In my opinion, the work is presented in an illegible manner. In general, the introductory chapter makes it difficult to determine what the exact purpose of the work was and what novelty this work has compared to those previously published on similar topics.
Notes for authors:
1. Please include a review of the literature for NVCL-based hydrogels obtained thus far, as well as cases where NVP and DMAAm were used as monomers.
2. Why were 0.1 wt% photoinitiator and 2 wt% PEGDMA added? Did the authors carry out optimization reactions for other values of these materials?
3. Figure 2 - please increase the X axis scales. Based on what is visible, the reviewer is unable to determine whether the intense peak at 1620 cm-1 is due to the typical absorption of C = O stretching. Furthermore, why don't the authors explain the presence of a hump at 1620 cm in samples S4 and S6? Please also include the FTIR spectra of the S1, S2, and S3 samples.
4. The 1H NMR spectrum of NVCL and PNVCL produced should be included in the work.
5. Add the LCST values for samples S4, S5, and S6 to Table 3. Please also explain how the LCST value for sample S1 is translated into 4D printing applications.
6. Figure 3 - I believe that including a thermogram illustrating the LCST of the prepared samples S1-S6 is a necessary condition.
7. The authors' conclusion, "the outstanding swellability and tunable phase transition temperature of smart resin have the potential to be used as thermogelling systems in 4D printing techniques, and the printed objects can be used as a candidate to create thermal actuators and sensors," is, in my opinion, far-reaching. In order to achieve a true 4D printing concept, the authors should add the results of applying the obtained preparations to a physical 3D printer to the work.
To summarize, the presented work is not suitable for publication in the Polymers journal in its current form and content.
Author Response
Please see the attachment
Author Response File: Author Response.docx
Reviewer 2 Report
The manuscript is good.
1. Revise the introduction section. Compare the findings of the literature and propose research gaps and objectives of the study.
2. In the materials and method section, provide the names of instruments and model numbers.
3. Section 3 heading "Results" must be "Results and Discussion'
4. Compare the results with literature and provide interpretation.
5. Conclusion section must be written.
6. The biggest shortfall is no sensitivity analysis. Provide the same.
7. provide the details of the design of the experiment and the appropriate reason to choose the variation of process parameters.

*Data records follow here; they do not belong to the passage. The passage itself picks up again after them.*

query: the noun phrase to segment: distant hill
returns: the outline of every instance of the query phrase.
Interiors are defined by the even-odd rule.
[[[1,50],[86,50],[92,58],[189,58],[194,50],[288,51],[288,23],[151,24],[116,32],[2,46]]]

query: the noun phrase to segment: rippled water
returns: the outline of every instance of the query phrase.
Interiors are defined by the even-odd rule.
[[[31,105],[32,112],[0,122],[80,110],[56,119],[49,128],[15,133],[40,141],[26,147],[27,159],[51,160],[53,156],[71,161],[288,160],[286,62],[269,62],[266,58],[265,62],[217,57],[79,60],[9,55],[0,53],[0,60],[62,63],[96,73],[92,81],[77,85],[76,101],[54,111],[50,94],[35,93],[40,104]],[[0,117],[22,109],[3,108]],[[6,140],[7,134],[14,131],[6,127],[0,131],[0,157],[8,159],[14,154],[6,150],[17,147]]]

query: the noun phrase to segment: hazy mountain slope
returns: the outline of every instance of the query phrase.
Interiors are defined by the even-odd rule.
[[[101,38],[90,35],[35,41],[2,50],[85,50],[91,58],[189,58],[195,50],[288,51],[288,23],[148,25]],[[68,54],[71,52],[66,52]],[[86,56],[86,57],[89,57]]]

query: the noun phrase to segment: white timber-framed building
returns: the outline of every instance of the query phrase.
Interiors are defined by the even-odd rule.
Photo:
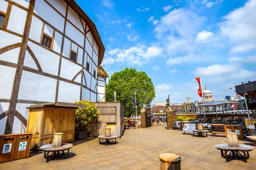
[[[32,104],[101,100],[105,50],[74,0],[0,0],[0,134],[24,133]]]

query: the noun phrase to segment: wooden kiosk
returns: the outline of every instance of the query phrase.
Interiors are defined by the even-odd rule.
[[[76,109],[86,106],[56,102],[33,105],[29,109],[26,133],[32,133],[30,148],[52,143],[54,133],[63,133],[63,142],[74,140]]]

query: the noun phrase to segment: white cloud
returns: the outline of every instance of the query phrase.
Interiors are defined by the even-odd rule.
[[[153,68],[153,69],[154,70],[159,70],[159,66],[156,65],[155,67],[152,67],[152,68]]]
[[[179,56],[171,57],[166,61],[166,65],[180,65],[185,63],[195,63],[210,62],[212,60],[211,57],[205,56],[205,55],[199,55],[194,54],[188,54],[184,57]]]
[[[135,34],[133,33],[130,35],[127,35],[126,37],[128,40],[130,41],[135,41],[137,40],[138,38],[140,37],[140,35],[135,35]]]
[[[133,24],[133,23],[130,23],[126,24],[126,27],[130,28],[131,26],[131,25]]]
[[[111,9],[114,5],[113,2],[111,0],[103,0],[102,4],[109,9]]]
[[[231,45],[235,46],[230,52],[256,49],[256,0],[249,0],[244,6],[224,17],[225,21],[219,24],[223,35],[227,37]]]
[[[234,57],[228,59],[230,62],[248,63],[256,63],[256,55],[254,56],[248,56],[247,57]]]
[[[156,25],[159,22],[159,20],[155,20],[155,17],[151,16],[148,19],[148,22],[151,22],[153,25]]]
[[[122,21],[120,20],[118,20],[116,21],[113,20],[112,21],[112,24],[119,24],[122,23]]]
[[[170,70],[170,73],[171,73],[171,74],[172,74],[174,73],[176,73],[177,72],[178,72],[178,71],[179,71],[178,70],[177,70],[177,69],[175,69],[175,68],[174,68],[173,69]]]
[[[171,85],[162,84],[161,85],[156,86],[156,90],[157,91],[164,91],[169,90],[172,88],[172,86]]]
[[[172,6],[172,5],[169,5],[167,6],[165,6],[163,7],[163,9],[165,12],[166,12],[168,11],[169,11],[170,9],[171,9],[171,8],[172,8],[173,6]]]
[[[139,12],[143,12],[150,11],[150,8],[148,7],[144,8],[144,6],[142,6],[141,8],[137,8],[136,10]]]
[[[207,39],[208,37],[212,36],[213,34],[211,32],[203,31],[198,34],[196,40],[198,41],[202,41]]]

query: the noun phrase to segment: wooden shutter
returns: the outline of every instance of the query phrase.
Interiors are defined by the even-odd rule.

8. Add future research scope and application of research for industry and society.
Author Response
Please see the attachment
Author Response File: Author Response.docx
Reviewer 3 Report
The manuscript by Zhuo et al. deals with synthesis of the termo-responsible (co)polymers based on N-vinyl caprolactam. The authors studied LCST and cloud point temperature values, as well as equilibrium swelling behavior for all synthesized polymers. Also, the suitability of some synthesized materials was established. The manuscript by Zhuo et al. is well-organized, well-written, however I have some comments for the authors:
1. What is a structure of Irgacure® 2959 photoinitiator? It is hard to understand its influence on physical gel formation due to non-represented structure. If the physical gels are viscosity solutions, so molecular weights of С1, S1-S3 samples must be provided because of great influence of molecular weight on LCST.
2. The pH of medium also effects on LCST values or swelling behavior. Provide the information of pH values for all conducted experiments.
3. Why the authors choose 10 % polymer solutions for LCST and cloud point temperature investigation? 1 % or less concentration solutions are usually used for such research.
To my mind, this manuscript may be reconsidered after changes according wit the comments.
Author Response
Please see the attachment
Author Response File: Author Response.docx
Round 2
Reviewer 1 Report
Dear Authors,
Please find my recommendations in the attached document, which is marked in blue.
Comments for author File: Comments.pdf
Author Response
Please see the attachment, which is marked in green.
Author Response File: Author Response.docx
Reviewer 3 Report
The authors took in account a significant part of comments. So, I think that manuscript can be published in the present form.
Author Response
Thank you.
The revised paper was again proofread.